A 2022 Paypal survey which measured how Singapore’s resilient SMEs survive and thrive during the pandemic showed that social media was
the top way to grow businesses. 53% of SMEs pivoted to social media as a selling channel. This has seen increased productivity, optimised operations, and reduced costs, while remaining relevant and accessible to customers.
PPP Coffee’s retail store at Funan which took huge hit in sales when the Circuit Breaker started in 2020
A good example is how this has paid off for local SME, PPP Coffee. Despite being one of Singapore’s big players in the coffee industry, they saw more than 90% loss in business when COVID-19 hit.
Founder Leon Foo and his team had to innovate to connect with consumers. Without the ease of reaching them in-store previously, initiatives like the care pack rolled out through social media and their online store. With the help of UOB, these initiatives provided food and beverage options to Leon’s consumers in their homes and saw extensions into the community. It also reaffirmed Leon’s belief in wanting to connect people with coffee.
National Business Survey 2021/2022 data from Singapore Business
Federation
Cash flow emerged as one of the top three priorities for SMEs in 2020 and 2021, where having positive cash flow remains top of mind for many business owners. These include costs from manpower, right down to training and rent. Hence, it’s no wonder that many SME owners prioritise survival through cutting cost measures and downsizing. 4 in 10
businesses have reported that they have insufficient liquidity for the next 6 months. This has seen SME owners try to control the flow of outgoing payments, boost collection capabilities, and consider the use of credit facilities.

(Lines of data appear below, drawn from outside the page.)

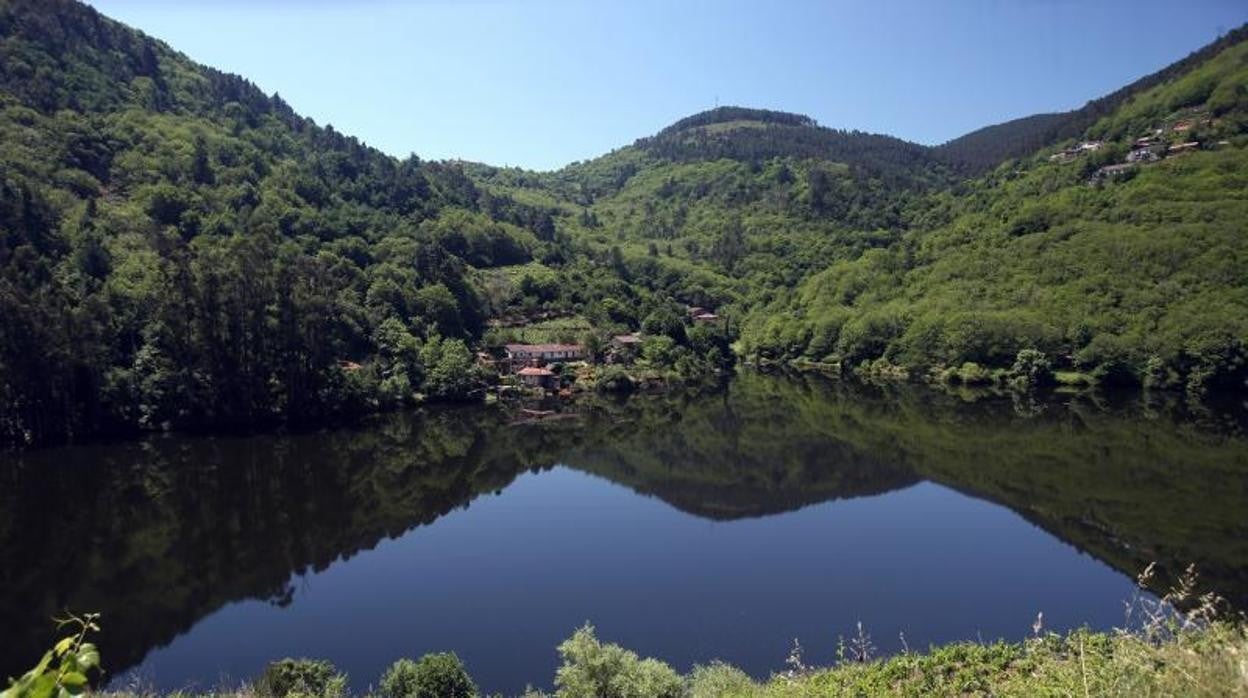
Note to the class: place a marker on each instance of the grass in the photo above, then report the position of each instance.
(1183, 643)
(1211, 661)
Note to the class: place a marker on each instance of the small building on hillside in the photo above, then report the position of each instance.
(699, 314)
(537, 377)
(534, 355)
(1112, 171)
(627, 341)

MusicGear got a cash flow boost that enabled increase in trade
Pictured: Brandon Tan and Sean Tan, directors at MusicGear
With only 26% of SME owners saying that they were willing to use credit facilities, it comes as a surprise that the directors at MusicGear, Brandon Tan and Sean Tan were open to loans. Through UOB, they opted for a business loan that came with the option of extended trade facility, which helped with facilitating their international trade and commerce. It also boosted cash flow and enabled their business to trade and distribute in comfort without worrying too much about liquidity.
“As a distributor, we have to expand to stock up more inventory so that we have variety for our customers,” says Brandon.
Running an SME is no small business, and SME owners know this best. With time, cost, and manpower as huge priorities, efficiency and timeliness of financial solutions are instrumental in sustaining and growing business.